Oracle’s Revenue Climbs 20%, Helped by Acquisitions

SAN FRANCISCO, June 26 — Fourth-quarter revenue at the Oracle Corporation, the software company, beat Wall Street’s projections on Tuesday as it continued to ride its three-year buying spree, leading its executives to claim substantial gains over its competitors.

The company reported revenue of $5.83 billion for the period that ended May 31, an increase of 20 percent from $4.85 billion in the same quarter a year ago. Net income was up 23 percent, to $1.6 billion.

Oracle, which is based in Redwood Shores, Calif., and makes computer database software and business applications, has spent more than $20 billion in the last three years to buy two dozen companies.

“They’ve consolidated the industry, and the strategy appears to be working,” said Brendan Barnicle, an analyst with Pacific Crest Securities.

Analysts had projected revenue of $5.6 billion, at the high end of Oracle’s guidance. Earnings, excluding one-time items, were 37 cents a share, which topped analysts’ forecast of 35 cents, according to Thomson Financial. The fourth quarter is typically Oracle’s strongest.

Oracle’s annual revenue increased $3.6 billion to $18 billion.

Overall sales of new software licenses, a closely watched measure in the corporate software business, grew 17 percent to $2.48 billion. New license revenue from database and middleware increased 18 percent, while license revenue from its application software was up 13 percent, somewhat lower than some analysts had expected. Services revenue increased 26 percent, to $1.1 billion.

Oracle’s co-president and chief financial officer, Safra A. Catz, told analysts that she expected sales of new software licenses to increase 20 percent to 30 percent in the first quarter compared with the quarter a year ago, and that revenue would increase 19 percent to 21 percent.

The company expected earnings of 21 cents a share, excluding items, in the first quarter, largely in line with estimates.

Shares of Oracle rose more than 1 percent in after-hours trading, after release of the report, after declining 32 cents to close at $19.16 in regular trading. The stock has risen about 12 percent this year and last week closed at a 52-week-high.

In recent weeks, several analysts issued research notes speculating that Oracle had closed several large transactions that would buoy its fourth-quarter results. But Ms. Catz largely dismissed the reports. “Q4 was very broad-based and not dependent on any very large transactions,” she said.

Oracle executives said that the company appeared to be taking market share from SAP of Germany and I.B.M., as well as from BEA Systems.

Charles Phillips, Oracle’s co-president, said the strategy of combining technology from acquisitions was proving more successful than SAP’s strategy of “trying to build everything themselves using a 1970s-era proprietary programming language.”

The quarter’s strong performance was attributed in part to revenue from products that Oracle did not own last year, as well as to sales of technology Oracle acquired through its purchase of Siebel in 2005 and PeopleSoft in 2004. In the quarter, Oracle closed its acquisition of Hyperion Solutions, a maker of software for reporting financial information that it bought for $3.3 billion.

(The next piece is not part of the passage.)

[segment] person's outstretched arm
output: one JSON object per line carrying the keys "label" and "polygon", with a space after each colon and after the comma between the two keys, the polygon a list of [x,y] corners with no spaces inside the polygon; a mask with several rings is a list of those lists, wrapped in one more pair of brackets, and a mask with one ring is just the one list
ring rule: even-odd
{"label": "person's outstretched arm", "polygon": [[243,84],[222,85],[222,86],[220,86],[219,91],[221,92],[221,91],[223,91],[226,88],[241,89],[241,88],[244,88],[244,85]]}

In May, Oracle announced plans to purchase the Agile Software Corporation, a maker of product tracking software, for $495 million.

Lawrence J. Ellison, Oracle’s chief executive, told analysts in the conference call that Oracle would continue acquiring companies to enter new markets and bolster its product line.

In March, Oracle filed suit against SAP and accused it of intruding into its computer systems to carry out corporate theft. The companies are fierce competitors in the market for software that corporations use to manage finances, human resources and sales.